What else can I do with stablecoins?
Stablecoins can be used in savings accounts to earn yields. Most of the time services that offer yields provide higher yields on fiat and stablecoins so they are a good option for earning steady and reliable income over extended periods of time. This works by lending your crypto or stablecoins for a percentage of the profits. In most cases, you are also able to borrow these assets but in that case, you need to collateralize the borrowed amount with another asset.
Should I invest in stablecoins?
As explained earlier it is highly unlikely that a stablecoin will earn you any profits through its volatility. Its strength is its stable value which means that it can hold the value of your portfolio (or a part of it) for periods when there is uncertainty or when prices are declining. You should be aware of the fact that holding a stablecoin through a bull market will almost certainly result in you missing out on opportunities deriving from the volatility of other crypto assets like coins and tokens.
What should I look for in a stablecoin?
This largely depends on what you wish to do with a stablecoin. Like with every other crypto asset it is always a good idea to educate yourself about the technology, and team behind the asset, which exchanges support the stablecoin, how fast and cheap it can be transferred, etc.
If, for example, you wish to do arbitrage, it’s best to select a stablecoin that is supported by the exchanges you are using and look for a cheap and fast underlying technology for transfer. If you wish to hedge through a bear market without cashing out, you can use any stablecoin that can be exchanged conveniently from the assets you are investing in.

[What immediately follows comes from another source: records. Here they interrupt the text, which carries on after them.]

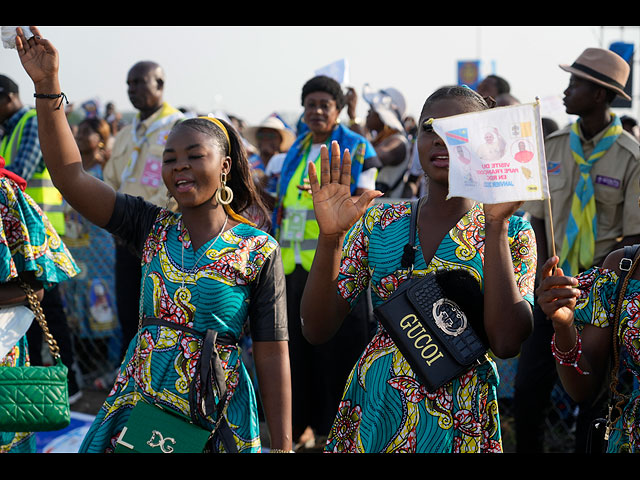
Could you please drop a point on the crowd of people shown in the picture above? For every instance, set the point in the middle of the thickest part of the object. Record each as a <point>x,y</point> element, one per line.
<point>240,265</point>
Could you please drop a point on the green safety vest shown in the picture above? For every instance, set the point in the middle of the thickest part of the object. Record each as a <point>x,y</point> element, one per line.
<point>40,187</point>
<point>295,199</point>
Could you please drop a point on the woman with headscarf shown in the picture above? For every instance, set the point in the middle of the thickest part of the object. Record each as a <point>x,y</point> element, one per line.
<point>318,373</point>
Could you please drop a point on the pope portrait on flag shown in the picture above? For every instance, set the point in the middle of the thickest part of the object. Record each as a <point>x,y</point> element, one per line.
<point>496,155</point>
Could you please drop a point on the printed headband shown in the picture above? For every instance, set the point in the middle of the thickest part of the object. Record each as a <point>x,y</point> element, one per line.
<point>220,125</point>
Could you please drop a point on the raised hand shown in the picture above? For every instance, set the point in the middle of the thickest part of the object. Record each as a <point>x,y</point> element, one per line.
<point>557,294</point>
<point>38,56</point>
<point>335,208</point>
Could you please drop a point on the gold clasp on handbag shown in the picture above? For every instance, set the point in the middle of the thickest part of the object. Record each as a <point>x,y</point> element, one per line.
<point>158,440</point>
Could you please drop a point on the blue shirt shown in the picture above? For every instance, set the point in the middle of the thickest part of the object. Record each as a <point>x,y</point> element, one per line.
<point>28,159</point>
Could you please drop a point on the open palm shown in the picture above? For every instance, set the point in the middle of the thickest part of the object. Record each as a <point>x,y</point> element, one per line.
<point>335,208</point>
<point>38,56</point>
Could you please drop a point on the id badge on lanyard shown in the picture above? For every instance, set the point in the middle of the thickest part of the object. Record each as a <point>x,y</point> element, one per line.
<point>293,225</point>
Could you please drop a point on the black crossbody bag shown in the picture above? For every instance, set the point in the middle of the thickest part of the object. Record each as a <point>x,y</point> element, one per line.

Stablecoins have brought a lot to the crypto table in recent years. They are used widely across the industry to boost market liquidity, contextualize prices, provide an on and off ramp to crypto for the underbanked and to hedge against volatility.
Regulation on this front can bring a few downsides in the short term if bad backing practices are discovered and punished. In the longer run, however, they offer many benefits that can be utilized by anyone, and more stringent regulation will almost certainly help make the space safer and even more exciting.